To succeed in business in the UK, it is vital for both employers and employees to have a strong understanding of the business culture. British business culture reflects modern and globalized Western society, which places importance on both the work and wellbeing of management and employees. As a global PEO (Professional Employment Organization) it is our goal to be familiar and updated with the business culture in the country we work with and in. By sharing our knowledge about the British work culture, we want to support your global expansion plans. Therefore, we will address all the aspects of the work culture in the UK to start your expansion well-informed.

Work Culture

Punctuality, politeness, skillful and pragmatic negotiation, and humor are significant to the development of business relationships in the UK. Local businessmen place great importance in their relationships; thus, it is important to both you and your local business partners to treat business dealings with respect and great care. Punctuality: In Britain, people make a great effort to arrive to meetings or events on time, but they have also formalized being a bit late (up to 10 minutes). If you are arriving late, it is best to inform the person or people you are meeting with.

Languages: English is the official language in the UK and is also the predominantly spoken language in the UK. It is unlikely that many people in the UK will speak other languages – even though the majority have had some language training at school.

In the UK, many are not comfortable making mistakes in front of others so they may choose not to speak in other languages, but this does not mean that they do not understand them. Thus, knowledge of English is important for our business dealings, or the engagement of appropriate interpreting facilities.

Business Cards: Before or at the beginning of a meeting, associates typically exchange business cards. Business cards should display someone’s job, first name and surname. Academic titles are normally not included on a business card unless they are relevant to the person’s work.

Introductions/Greetings: The most common greeting in the UK is a handshake, which should be firm, but not too strong. In social settings, greetings are usually informal, and first names are used. In introductions, it is best not to ask too many questions, as this can be seen as prying. However, you should ask where they are from in the UK, so as to not mistake them from being English if they are Scottish, vice versa, etc.

Gift-giving: Gifts are typically only given on special occasions and tend to be opened in front of the giver upon being received or later along with other presents. They should not be of high monetary value and should reflect the person’s interests. Gifts such as wine and chocolate should also be given when visiting someone’s home.

Dress code: Dress codes in the UK are strict. Men wear suits, ties, and white, striped, or colored shirts and black shoes; whilst women wear suits (trouser or skirt) or dresses, often with high heels.
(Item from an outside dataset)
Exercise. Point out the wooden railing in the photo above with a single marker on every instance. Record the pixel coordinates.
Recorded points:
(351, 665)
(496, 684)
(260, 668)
However, many organizations have more casual clothing styles on a Friday.

Hierarchy: The vast majority of companies and organizations in Britain have a distinct hierarchy. British managers are firm, resolute and effective in their instructions, which often are expressed as polite requests, or even suggestions – their authority as decision-makers should also not be challenged.

Class distinctions are also still present and important in British culture, although it is not directly obvious. Differences in social status such as manner of speech, dress, and behavior, as well as educational background and networks, also play a role in the workplace and their hierarchical structure

Meetings: Meetings in the UK are time-consuming and set well in advance – and local businessmen prefer working with people that they know, relate to, or can identify with. So, an informal introduction before the meeting is preferential. Most meetings have a set agenda, and they typically begin with some icebreakers and small talk. Discussions in a meeting can be informal, and due to the task-oriented structure of meetings in Britain, each participant will usually leave with a specific task to carry out.

Negotiations: In the UK, local businessmen are skillful and tough negotiators, and follow a pragmatic approach in negotiations. Throughout negotiations, it is important to stay calm and polite. An informal and humorous tone may sometimes be used to disguise the seriousness of an issue being discussed. Agreements need to be formalized in writing, and it is rare for a commitment or agreement to be announced right away.

Communication: Humor is an integral part of the typical subtle communication that is experienced all across the UK. The British are known for their irony and humor – however, this runs the risk of non-native speakers misunderstanding their counterparts. Understatements and euphemisms are commonly used as a means to indirectly emphasize a point – for reasons of modesty, preventing embarrassment, or expressing criticism whilst remaining polite.

Socializing: British work culture involves the tendency to keep work and private lives separate. However, in most companies, colleagues like to socialize out of work, such as enjoying after-work drinks together on Fridays. Invitations to someone’s work are gestures of affection and sympathy and normally occurs when the relationship of business partners has progressed into a friendship.

Minimum Wage

All employees in the UK are entitled to receive at least the statutory minimum wage, which is split into two types, depending on your age and/or apprenticeship:

  • National Living Wage – for employees aged 23 and over
  • National Minimum Wage – for employees who are at least school-leaving age (16-18)
  • As of April 2021, these minimum wage rates apply:
  • Apprentice – £4.30
  • Under 18 – £4.62
  • 18 – 20 – £6.56
  • 21 – 22 – £8.36
  • 23 & over – £8.91


There is no statutory probationary period in the UK, but the employer can implement one, which must be consented to by the employee. Most probationary periods are between 3-6 months.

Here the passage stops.